This is the first post on data science for this blog. See this post for an idea what this blog is about.
Programming is immensely important for data analysis. I didn’t start programming until I was in college, but it is now something I do almost every day. There are some things Microsoft Excel is good for, but these days you often need more power.
Technical computing requires some special tools. The following properties are required of a language:
- The ability for interactive sessions (can help speed development)
- Linear algebra operations (matrix, vector operations)
- Quick and powerful graphing
- A large library of built in functions (statistics, machine learning, etc)
In this post I will summarize the pros and cons of MATLAB and python for scientific computing. Both have pros and cons. Spoiler alert (or TLDR for the millennials out there): I see it as unavoidable to have to use both in my work, but I prefer python if I have the choice.

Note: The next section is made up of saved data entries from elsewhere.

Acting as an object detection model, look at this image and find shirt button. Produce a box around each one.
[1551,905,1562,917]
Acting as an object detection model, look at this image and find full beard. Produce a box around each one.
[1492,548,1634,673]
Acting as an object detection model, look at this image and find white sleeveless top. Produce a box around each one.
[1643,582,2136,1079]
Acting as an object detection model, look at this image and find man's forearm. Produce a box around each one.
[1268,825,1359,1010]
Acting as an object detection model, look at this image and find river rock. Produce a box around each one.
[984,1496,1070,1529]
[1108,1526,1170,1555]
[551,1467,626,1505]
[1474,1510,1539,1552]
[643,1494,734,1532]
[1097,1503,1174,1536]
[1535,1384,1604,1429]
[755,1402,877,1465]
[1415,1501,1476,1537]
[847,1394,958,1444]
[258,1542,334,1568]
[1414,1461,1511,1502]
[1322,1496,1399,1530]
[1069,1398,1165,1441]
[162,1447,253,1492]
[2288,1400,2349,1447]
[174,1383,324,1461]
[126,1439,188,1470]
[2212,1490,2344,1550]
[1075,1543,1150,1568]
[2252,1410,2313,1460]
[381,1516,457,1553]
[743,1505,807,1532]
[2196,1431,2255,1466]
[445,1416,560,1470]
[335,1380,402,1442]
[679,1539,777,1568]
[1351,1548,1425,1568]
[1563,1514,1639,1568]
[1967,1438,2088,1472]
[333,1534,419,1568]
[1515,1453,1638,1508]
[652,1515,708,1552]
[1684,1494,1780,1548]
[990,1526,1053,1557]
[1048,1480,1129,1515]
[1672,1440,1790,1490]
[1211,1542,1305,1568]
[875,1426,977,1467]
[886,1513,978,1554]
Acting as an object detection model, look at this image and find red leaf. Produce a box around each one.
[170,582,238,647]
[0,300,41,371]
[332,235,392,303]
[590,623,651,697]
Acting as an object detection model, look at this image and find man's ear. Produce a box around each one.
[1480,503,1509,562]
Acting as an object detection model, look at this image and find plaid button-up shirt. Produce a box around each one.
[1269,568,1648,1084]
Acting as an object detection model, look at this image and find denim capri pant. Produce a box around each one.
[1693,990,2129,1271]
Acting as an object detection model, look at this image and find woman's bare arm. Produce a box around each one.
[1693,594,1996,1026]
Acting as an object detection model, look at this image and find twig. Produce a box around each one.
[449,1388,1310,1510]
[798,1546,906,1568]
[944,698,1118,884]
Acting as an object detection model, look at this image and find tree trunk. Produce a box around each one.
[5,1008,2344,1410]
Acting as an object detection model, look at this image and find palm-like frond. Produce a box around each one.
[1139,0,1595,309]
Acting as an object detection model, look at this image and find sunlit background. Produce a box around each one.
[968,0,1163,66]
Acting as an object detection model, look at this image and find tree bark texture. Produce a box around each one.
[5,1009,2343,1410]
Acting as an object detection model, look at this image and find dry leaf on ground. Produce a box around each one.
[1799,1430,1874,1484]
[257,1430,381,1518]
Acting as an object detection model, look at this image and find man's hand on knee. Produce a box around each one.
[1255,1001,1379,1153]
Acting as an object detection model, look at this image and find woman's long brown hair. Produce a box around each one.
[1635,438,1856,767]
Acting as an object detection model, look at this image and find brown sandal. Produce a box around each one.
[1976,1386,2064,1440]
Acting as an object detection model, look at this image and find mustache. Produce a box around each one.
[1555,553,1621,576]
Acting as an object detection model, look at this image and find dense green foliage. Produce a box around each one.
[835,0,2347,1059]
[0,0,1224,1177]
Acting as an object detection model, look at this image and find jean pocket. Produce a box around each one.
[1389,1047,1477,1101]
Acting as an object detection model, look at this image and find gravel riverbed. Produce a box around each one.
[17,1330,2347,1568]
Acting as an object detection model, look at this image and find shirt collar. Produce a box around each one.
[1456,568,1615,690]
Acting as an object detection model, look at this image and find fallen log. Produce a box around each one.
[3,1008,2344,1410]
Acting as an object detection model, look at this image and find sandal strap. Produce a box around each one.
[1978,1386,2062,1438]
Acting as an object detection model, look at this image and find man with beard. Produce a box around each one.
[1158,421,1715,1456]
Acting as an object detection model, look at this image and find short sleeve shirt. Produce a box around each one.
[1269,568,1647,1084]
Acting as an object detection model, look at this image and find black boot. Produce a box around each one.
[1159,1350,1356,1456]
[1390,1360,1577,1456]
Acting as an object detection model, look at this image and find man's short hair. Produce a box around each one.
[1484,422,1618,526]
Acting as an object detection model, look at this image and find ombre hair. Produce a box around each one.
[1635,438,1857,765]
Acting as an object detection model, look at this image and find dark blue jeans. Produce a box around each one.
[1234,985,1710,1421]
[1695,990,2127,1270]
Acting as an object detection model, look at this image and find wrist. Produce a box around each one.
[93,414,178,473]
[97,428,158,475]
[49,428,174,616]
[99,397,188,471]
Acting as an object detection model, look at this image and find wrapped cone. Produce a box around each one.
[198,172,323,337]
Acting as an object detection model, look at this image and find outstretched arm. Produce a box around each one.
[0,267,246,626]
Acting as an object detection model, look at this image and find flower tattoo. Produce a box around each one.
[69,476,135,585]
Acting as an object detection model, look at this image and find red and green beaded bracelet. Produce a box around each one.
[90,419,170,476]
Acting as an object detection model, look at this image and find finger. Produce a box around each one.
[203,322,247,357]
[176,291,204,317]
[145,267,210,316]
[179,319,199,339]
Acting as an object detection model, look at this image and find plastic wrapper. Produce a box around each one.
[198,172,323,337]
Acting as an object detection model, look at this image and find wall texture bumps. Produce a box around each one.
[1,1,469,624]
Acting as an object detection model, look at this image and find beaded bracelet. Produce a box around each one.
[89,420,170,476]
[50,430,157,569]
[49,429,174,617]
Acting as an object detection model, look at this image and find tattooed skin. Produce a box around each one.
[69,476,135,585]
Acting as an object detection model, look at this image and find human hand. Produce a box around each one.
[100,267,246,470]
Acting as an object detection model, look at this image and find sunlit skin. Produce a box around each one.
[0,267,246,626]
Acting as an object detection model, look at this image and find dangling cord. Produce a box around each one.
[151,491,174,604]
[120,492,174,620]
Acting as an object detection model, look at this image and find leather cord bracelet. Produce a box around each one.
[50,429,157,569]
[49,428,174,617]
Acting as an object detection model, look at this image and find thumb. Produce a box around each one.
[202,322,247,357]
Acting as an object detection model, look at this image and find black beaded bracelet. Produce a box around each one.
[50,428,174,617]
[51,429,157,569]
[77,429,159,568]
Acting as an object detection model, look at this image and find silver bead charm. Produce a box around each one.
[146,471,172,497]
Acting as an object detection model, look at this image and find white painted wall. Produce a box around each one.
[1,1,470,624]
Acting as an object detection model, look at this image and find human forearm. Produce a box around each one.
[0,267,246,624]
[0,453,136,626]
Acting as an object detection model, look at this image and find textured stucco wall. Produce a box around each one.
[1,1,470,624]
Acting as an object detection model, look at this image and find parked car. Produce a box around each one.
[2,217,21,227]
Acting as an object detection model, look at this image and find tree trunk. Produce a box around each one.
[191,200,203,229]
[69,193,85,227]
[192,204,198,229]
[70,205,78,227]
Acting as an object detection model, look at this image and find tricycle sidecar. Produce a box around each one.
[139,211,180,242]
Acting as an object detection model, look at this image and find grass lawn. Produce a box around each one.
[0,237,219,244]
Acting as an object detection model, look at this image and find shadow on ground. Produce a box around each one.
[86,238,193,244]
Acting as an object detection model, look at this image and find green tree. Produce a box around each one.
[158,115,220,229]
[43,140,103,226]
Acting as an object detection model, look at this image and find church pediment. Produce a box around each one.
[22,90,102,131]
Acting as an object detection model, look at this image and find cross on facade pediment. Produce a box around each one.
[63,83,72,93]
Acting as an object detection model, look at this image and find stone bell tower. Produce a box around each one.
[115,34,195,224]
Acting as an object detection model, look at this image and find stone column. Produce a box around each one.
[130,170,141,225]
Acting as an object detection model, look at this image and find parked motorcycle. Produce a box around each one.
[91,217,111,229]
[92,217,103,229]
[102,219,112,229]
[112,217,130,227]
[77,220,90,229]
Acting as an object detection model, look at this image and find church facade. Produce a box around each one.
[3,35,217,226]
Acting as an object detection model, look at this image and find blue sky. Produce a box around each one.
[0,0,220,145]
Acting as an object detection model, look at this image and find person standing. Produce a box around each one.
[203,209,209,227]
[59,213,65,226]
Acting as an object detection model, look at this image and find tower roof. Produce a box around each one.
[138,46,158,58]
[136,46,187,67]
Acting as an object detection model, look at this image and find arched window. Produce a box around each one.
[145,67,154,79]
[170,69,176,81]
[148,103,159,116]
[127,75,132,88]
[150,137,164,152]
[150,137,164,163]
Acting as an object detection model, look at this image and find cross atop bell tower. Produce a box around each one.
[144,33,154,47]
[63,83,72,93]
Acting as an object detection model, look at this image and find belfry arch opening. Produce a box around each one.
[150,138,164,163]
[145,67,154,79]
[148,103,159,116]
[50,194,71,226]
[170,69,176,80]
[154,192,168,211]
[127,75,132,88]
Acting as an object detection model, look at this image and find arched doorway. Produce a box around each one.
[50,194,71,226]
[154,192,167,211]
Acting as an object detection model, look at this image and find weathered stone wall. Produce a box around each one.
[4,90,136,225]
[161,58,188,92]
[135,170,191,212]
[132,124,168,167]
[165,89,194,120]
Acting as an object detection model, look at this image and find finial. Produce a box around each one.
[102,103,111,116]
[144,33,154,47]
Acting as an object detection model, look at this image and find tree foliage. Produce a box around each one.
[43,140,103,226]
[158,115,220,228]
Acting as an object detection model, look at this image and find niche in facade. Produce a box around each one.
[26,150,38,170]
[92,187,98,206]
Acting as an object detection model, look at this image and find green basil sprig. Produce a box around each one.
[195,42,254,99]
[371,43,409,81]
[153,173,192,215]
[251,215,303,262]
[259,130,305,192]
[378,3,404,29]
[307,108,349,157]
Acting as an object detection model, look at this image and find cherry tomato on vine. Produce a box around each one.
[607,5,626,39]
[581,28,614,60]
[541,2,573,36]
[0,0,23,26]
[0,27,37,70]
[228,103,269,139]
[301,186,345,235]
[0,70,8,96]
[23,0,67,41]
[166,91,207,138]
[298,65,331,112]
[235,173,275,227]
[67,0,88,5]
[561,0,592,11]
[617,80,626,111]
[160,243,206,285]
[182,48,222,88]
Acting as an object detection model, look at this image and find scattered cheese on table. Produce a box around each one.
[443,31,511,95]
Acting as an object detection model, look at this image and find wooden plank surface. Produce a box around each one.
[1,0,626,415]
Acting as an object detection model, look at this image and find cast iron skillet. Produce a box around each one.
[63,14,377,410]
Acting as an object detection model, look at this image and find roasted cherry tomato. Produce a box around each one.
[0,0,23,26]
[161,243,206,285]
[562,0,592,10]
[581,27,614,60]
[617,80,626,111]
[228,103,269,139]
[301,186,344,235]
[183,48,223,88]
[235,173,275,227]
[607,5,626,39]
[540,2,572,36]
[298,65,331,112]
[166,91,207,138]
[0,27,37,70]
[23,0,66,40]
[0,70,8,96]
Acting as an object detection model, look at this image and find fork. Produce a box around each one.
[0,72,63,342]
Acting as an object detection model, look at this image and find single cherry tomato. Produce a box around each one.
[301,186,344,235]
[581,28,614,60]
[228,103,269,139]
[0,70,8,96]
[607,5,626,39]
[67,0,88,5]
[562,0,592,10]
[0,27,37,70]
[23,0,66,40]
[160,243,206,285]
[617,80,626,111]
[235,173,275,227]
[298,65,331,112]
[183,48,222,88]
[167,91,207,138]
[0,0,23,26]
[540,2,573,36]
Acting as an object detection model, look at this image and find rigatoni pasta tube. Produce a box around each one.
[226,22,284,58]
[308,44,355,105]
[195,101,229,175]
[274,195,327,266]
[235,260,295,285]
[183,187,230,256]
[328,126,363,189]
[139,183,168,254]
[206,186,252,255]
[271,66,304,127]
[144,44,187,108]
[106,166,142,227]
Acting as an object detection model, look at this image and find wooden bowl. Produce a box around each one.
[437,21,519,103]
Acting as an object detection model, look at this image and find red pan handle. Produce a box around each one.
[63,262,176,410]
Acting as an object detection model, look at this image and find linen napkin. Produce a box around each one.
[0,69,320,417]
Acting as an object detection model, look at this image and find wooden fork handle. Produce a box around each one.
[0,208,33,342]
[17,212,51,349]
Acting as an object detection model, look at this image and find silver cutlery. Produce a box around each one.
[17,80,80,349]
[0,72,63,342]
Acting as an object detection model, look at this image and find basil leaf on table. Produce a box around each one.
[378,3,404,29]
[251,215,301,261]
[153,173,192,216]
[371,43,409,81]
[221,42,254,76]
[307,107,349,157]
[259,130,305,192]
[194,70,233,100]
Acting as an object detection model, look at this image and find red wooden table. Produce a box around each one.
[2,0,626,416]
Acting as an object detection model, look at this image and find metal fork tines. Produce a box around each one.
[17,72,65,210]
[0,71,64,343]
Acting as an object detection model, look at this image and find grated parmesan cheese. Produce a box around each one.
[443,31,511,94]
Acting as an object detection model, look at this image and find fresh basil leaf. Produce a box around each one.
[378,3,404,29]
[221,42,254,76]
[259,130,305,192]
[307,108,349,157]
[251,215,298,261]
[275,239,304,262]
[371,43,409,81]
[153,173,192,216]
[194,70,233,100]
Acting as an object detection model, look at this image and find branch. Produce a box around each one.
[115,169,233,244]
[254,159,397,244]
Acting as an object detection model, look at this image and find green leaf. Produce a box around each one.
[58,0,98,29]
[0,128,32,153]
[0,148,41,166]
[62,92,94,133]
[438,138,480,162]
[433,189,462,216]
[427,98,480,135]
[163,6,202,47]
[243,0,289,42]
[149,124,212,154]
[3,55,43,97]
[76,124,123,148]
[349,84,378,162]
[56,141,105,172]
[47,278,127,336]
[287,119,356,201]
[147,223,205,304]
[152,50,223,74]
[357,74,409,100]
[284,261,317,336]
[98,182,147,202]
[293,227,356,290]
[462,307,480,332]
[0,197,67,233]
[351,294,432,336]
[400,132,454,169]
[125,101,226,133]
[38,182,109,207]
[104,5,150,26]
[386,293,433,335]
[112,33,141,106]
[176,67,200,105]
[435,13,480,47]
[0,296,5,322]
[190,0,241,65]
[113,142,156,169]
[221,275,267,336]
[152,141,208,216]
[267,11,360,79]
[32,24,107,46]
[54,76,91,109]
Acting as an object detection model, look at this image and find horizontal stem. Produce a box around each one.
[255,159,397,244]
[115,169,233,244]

I really cut my teeth in scientific computing using MATLAB. If you really master it, you can do some pretty amazing things. I would say 90% of my research since I got my PhD uses MATLAB.
MATLAB has some definite benefits:
- Very polished IDE. You have a nice interactive workspace and variable viewer in the main window. The editor has really become more modern in past years with nice features like auto-completion and variable highlighting.
- Big set of libraries. There seems to be an ever expanding universe of toolboxes that do low-level tasks for you so you can get to the real science.
- Powerful Graphing. There is a steep learning curve to learn to graph by code, but it is pretty powerful and easy once you get the hang of it.
- Pretty good support at Universities. Virginia Tech has a pretty comprehensive license that covers most toolboxes. The Advanced Research Computing center at VT has a parallel MATLAB cluster that’s available to students and faculty, as an example of university level support.
- Interaction with 3rd party software. I use some software that plugs into MATLAB/Simulink (CarSim, PreScan).
- Simulink. I don’t use it much, but there are some capabilities you do not have with other programming languages.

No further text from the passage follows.